The next objection is that reincarnation is contrary to heredity, that is, that heredity accounts for these things, accounts for everything, some say. But the best investigators are beginning to declare the contrary. They admit that it does not account for but a few things of a physical nature. It does not explain the differences in character. From its earliest youth each child exhibits a character of its own. One shows entire selfishness, a grasping propensity; another the opposite or open-heartedness; both being children of the same mother.

The last objection is a sentimental one and too often made. It has no force whatever, except that the world is largely governed by sentiment. People say “I don’t like it. I don’t want to be born again. I don’t wish to think of the idea that I won’t see my child, my husband and my friends again.” The mere sentimental thought “I don’t like it” is no argument. Take, for instance, the case of the mother who said to me the other night on the train, “I do not like the idea, because I wish to see my son again.” Now, which son does she wish to see? The one born a babe, whom she loved as well as her own life, or the same son grown to be a man? Or if he chanced to become a low character, is this the vision to be remembered? And the child, whom does he wish to remember and see, the parent in his beauty, strength and prime, or the old man, toothless, wrinkled and gray? Which of these? None. The real man is not subject to these changes, but is ever living and ever reincarnating.

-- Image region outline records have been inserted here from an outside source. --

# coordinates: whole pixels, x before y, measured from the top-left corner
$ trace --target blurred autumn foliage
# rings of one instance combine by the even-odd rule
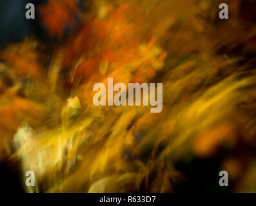
[[[255,192],[255,4],[226,1],[228,20],[219,0],[39,5],[62,41],[1,50],[0,161],[35,172],[26,192]],[[108,77],[162,82],[162,113],[95,106]]]

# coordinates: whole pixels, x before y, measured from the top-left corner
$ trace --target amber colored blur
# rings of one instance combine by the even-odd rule
[[[38,6],[60,43],[0,52],[0,161],[34,171],[24,191],[256,192],[253,1],[226,1],[228,20],[219,0],[82,1]],[[95,106],[108,77],[162,82],[162,112]]]

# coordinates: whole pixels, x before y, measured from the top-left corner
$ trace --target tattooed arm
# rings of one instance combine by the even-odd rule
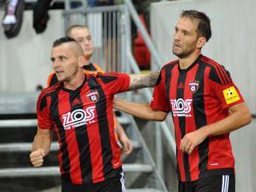
[[[154,87],[159,76],[158,71],[154,71],[148,74],[130,74],[129,91],[144,87]]]

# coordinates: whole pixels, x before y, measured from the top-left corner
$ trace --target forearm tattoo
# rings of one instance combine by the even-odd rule
[[[159,76],[158,71],[149,74],[130,74],[130,83],[129,90],[154,87]]]

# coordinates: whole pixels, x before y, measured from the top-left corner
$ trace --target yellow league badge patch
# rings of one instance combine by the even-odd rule
[[[239,94],[234,86],[223,90],[223,94],[227,105],[240,100]]]

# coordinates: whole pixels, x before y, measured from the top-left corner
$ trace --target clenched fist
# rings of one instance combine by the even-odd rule
[[[45,156],[44,150],[38,149],[30,153],[29,158],[33,166],[40,167],[43,165],[43,157]]]

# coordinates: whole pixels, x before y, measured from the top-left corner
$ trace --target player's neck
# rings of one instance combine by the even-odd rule
[[[182,70],[185,70],[189,66],[191,66],[194,61],[199,57],[201,54],[201,51],[195,51],[192,53],[189,56],[185,58],[180,58],[179,61],[179,67]]]

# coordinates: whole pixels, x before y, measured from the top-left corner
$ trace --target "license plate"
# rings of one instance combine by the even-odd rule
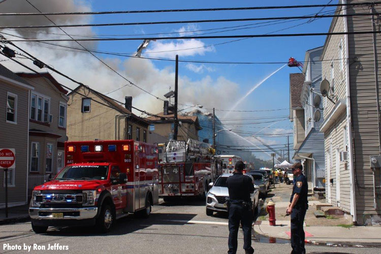
[[[55,219],[62,219],[64,218],[64,213],[63,212],[52,213],[52,217]]]

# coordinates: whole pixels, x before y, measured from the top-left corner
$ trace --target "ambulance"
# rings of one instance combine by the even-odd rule
[[[50,226],[95,225],[109,232],[158,203],[157,146],[134,140],[65,143],[65,167],[35,187],[29,213],[37,233]]]

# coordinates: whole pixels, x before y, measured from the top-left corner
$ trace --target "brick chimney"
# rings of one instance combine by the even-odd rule
[[[132,112],[132,96],[126,96],[124,97],[124,100],[125,100],[124,107]]]

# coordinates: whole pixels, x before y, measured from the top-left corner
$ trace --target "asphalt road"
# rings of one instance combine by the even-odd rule
[[[204,202],[196,200],[181,201],[176,205],[162,203],[153,207],[148,219],[133,216],[116,221],[111,232],[99,234],[92,228],[50,228],[47,234],[38,235],[30,223],[0,226],[0,253],[221,253],[228,250],[228,217],[226,214],[206,216]],[[289,243],[269,243],[269,239],[253,237],[255,253],[285,253],[291,251]],[[242,248],[243,236],[238,237],[237,253]],[[258,238],[260,238],[258,242]],[[275,239],[276,241],[276,239]],[[271,239],[274,241],[274,239]],[[280,242],[280,243],[279,243]],[[67,250],[48,250],[51,246]],[[33,250],[34,244],[44,250]],[[21,249],[12,250],[16,245]],[[31,247],[30,252],[23,249]],[[381,249],[338,247],[307,245],[308,253],[378,253]]]

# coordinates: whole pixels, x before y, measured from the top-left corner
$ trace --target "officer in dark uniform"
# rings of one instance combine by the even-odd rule
[[[229,253],[237,252],[240,221],[243,231],[243,248],[245,253],[252,254],[254,249],[251,247],[251,229],[252,223],[252,204],[250,193],[255,190],[251,178],[242,174],[245,165],[238,162],[234,167],[234,172],[227,180],[229,192]]]
[[[291,214],[291,246],[293,248],[291,253],[305,254],[303,224],[306,211],[308,208],[308,201],[307,200],[308,185],[306,177],[302,173],[302,165],[295,163],[291,168],[295,180],[290,204],[286,211],[287,214]]]

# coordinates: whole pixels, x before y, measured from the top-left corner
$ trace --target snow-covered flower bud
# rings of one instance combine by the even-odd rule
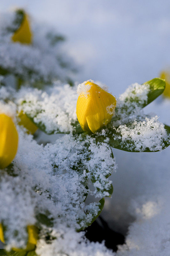
[[[76,114],[83,131],[95,133],[110,122],[116,101],[113,95],[93,82],[78,85]]]
[[[0,223],[0,240],[3,243],[5,243],[3,227],[1,223]]]
[[[19,42],[21,44],[32,43],[33,33],[31,31],[28,17],[23,10],[23,18],[21,23],[18,29],[12,36],[11,39],[14,42]]]
[[[24,249],[26,251],[29,252],[35,249],[38,239],[39,230],[38,228],[34,225],[28,225],[27,227],[28,240],[26,247]],[[5,243],[3,227],[0,223],[0,240],[3,243]],[[15,252],[20,252],[23,249],[20,248],[12,248],[12,250]]]
[[[165,80],[166,86],[163,92],[163,96],[170,98],[170,73],[168,71],[163,71],[160,74],[160,77]]]
[[[38,129],[38,127],[33,123],[26,114],[21,110],[18,115],[20,120],[18,124],[23,125],[27,130],[28,133],[33,134]]]
[[[17,150],[18,136],[11,118],[0,114],[0,169],[8,166]]]

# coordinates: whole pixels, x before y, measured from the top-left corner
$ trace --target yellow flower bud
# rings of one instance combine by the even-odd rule
[[[160,74],[160,78],[165,80],[166,86],[163,92],[163,95],[166,97],[170,98],[170,74],[167,72],[163,71]]]
[[[38,239],[39,230],[38,228],[35,226],[33,225],[29,225],[27,227],[27,232],[28,236],[28,241],[26,247],[24,250],[27,251],[33,251],[35,248]],[[3,227],[1,223],[0,223],[0,240],[3,243],[5,243]],[[12,248],[12,250],[16,252],[20,252],[23,250],[19,248]]]
[[[4,236],[4,232],[3,231],[3,227],[1,223],[0,223],[0,240],[3,243],[5,243]]]
[[[12,119],[0,114],[0,169],[8,166],[17,150],[18,136]]]
[[[116,99],[93,83],[87,82],[83,86],[77,102],[77,118],[83,131],[95,133],[110,122]]]
[[[38,129],[38,127],[28,117],[26,114],[21,110],[18,116],[20,121],[18,122],[19,125],[23,125],[27,130],[28,133],[33,134]]]
[[[24,250],[29,252],[35,249],[38,239],[39,231],[38,228],[33,225],[29,225],[27,226],[28,241],[26,248],[24,249]],[[12,250],[16,252],[20,252],[23,249],[20,248],[13,248]]]
[[[14,42],[30,44],[32,43],[33,34],[31,31],[28,15],[24,13],[20,27],[15,32],[11,40]]]

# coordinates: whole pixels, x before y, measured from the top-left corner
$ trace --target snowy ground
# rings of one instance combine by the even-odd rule
[[[107,84],[114,94],[158,76],[170,66],[168,0],[1,0],[23,7],[65,34],[66,50],[84,66],[76,79]]]

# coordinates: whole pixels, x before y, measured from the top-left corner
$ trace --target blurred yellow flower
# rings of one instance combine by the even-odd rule
[[[0,223],[0,240],[3,243],[5,243],[4,236],[4,232],[3,232],[3,228],[1,223]]]
[[[33,251],[35,249],[38,239],[38,228],[33,225],[29,225],[27,227],[28,232],[28,241],[26,247],[24,249],[19,248],[13,248],[12,250],[16,252],[20,252],[23,250],[27,251]],[[4,243],[5,241],[4,236],[3,227],[0,223],[0,240]]]
[[[38,127],[22,110],[18,115],[20,121],[18,122],[19,125],[23,125],[27,130],[28,133],[33,134],[38,129]]]
[[[163,71],[160,74],[160,78],[165,80],[166,86],[163,92],[163,95],[170,98],[170,73],[166,71]]]
[[[20,27],[14,32],[11,40],[14,42],[20,42],[22,44],[32,43],[33,33],[29,24],[28,17],[24,12],[23,20]]]
[[[82,84],[77,102],[78,119],[83,131],[95,133],[110,122],[116,99],[93,83]]]
[[[11,117],[0,114],[0,169],[8,166],[17,150],[18,136]]]

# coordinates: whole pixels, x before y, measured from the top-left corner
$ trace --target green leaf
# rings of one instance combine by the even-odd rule
[[[148,94],[148,100],[143,105],[143,108],[149,104],[161,94],[165,88],[165,80],[160,78],[154,78],[145,82],[144,84],[149,84],[150,91]]]
[[[0,249],[0,256],[26,256],[27,253],[24,250],[22,252],[14,252],[13,251],[7,252],[3,249]]]
[[[77,230],[77,231],[81,231],[81,230],[84,230],[86,228],[87,228],[88,227],[90,226],[90,225],[91,225],[92,224],[93,222],[94,222],[94,220],[95,220],[97,218],[97,217],[99,217],[99,216],[100,214],[101,211],[103,210],[103,207],[104,206],[104,204],[105,204],[104,198],[102,198],[99,201],[99,203],[100,203],[100,204],[99,205],[99,210],[97,214],[95,216],[94,215],[93,216],[93,218],[91,221],[90,221],[90,222],[87,222],[85,223],[85,225],[84,225],[82,227],[79,229]],[[91,213],[90,213],[91,214]],[[88,213],[87,213],[87,215],[88,214]],[[79,220],[78,221],[78,224],[80,223],[81,221],[82,221],[82,220]]]

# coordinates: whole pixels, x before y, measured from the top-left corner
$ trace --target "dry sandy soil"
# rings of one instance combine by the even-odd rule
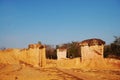
[[[49,63],[55,65],[54,61]],[[120,64],[117,65],[117,69],[82,70],[55,66],[36,68],[28,64],[1,64],[0,80],[120,80]]]

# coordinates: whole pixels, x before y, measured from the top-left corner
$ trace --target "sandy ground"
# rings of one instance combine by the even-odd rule
[[[0,65],[0,80],[120,80],[120,70],[35,68],[30,65]]]

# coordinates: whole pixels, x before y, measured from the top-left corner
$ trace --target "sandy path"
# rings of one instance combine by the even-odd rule
[[[7,65],[0,68],[0,80],[120,80],[120,71],[82,71]]]

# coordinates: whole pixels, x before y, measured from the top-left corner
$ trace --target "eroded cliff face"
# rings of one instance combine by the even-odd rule
[[[45,47],[39,44],[30,44],[27,49],[0,50],[1,64],[30,64],[35,67],[45,66]]]

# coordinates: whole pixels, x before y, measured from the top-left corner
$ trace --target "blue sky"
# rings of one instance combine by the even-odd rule
[[[0,0],[0,47],[120,36],[120,0]]]

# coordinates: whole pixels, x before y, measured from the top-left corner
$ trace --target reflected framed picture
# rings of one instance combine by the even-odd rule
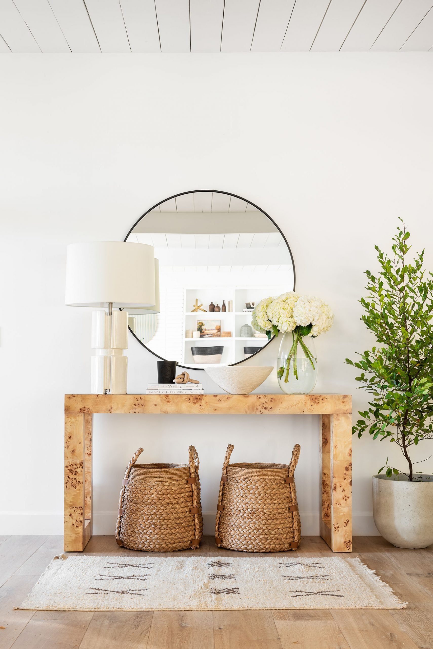
[[[200,332],[200,338],[220,338],[220,320],[198,320],[197,331]]]

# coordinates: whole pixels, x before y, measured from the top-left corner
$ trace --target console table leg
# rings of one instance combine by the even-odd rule
[[[65,552],[84,548],[84,415],[65,415]]]
[[[334,552],[352,550],[352,416],[322,415],[320,535]]]
[[[319,529],[320,536],[331,546],[331,415],[320,415],[319,452],[321,467]]]
[[[84,545],[92,535],[93,514],[93,415],[84,415]]]

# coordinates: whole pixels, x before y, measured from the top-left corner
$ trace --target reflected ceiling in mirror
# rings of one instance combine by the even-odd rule
[[[281,230],[232,194],[198,191],[167,199],[125,241],[153,245],[159,261],[159,313],[130,312],[130,328],[152,353],[184,367],[233,365],[258,353],[268,339],[251,326],[252,307],[294,289]]]

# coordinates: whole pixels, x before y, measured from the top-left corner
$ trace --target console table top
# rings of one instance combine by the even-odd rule
[[[351,395],[65,395],[65,413],[348,415]]]

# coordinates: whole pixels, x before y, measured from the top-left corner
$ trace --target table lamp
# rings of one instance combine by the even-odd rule
[[[92,313],[93,394],[126,393],[128,357],[123,350],[128,348],[128,308],[159,312],[156,266],[154,247],[146,243],[93,241],[67,246],[65,303],[107,309]],[[121,310],[113,311],[116,308]]]

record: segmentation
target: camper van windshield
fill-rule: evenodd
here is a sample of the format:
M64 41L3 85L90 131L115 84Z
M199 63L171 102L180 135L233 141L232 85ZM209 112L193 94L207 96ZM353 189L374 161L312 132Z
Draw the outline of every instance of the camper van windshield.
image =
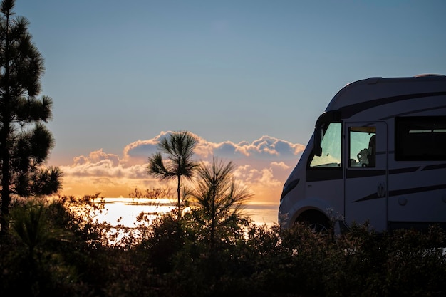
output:
M310 167L341 167L341 123L328 124L321 142L322 155L313 155Z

Christians will find that the Bible confirms this doctrine on almost every page. It is in Matthew in several places. Christianity without reincarnation is an unjust scheme, to say nothing of other defects. The early Christian Fathers, as well as those of the Middle Ages, and poets and writers of all sorts and conditions have believed in this doctrine. Theosophists accept it because it sets man upon his feet; gives him a chance; allows him an opportunity to live a better life under better conditions, in new places and times. With it, man is able to raise himself up to the standard and power of a God, which is the intention of nature, for with reincarnation he acquires experience in every kind of life, and all varieties of bodies. He is able to transmute and purify his lower nature. He is, in fact, a pilgrim winding his way up to the very highest point attainable.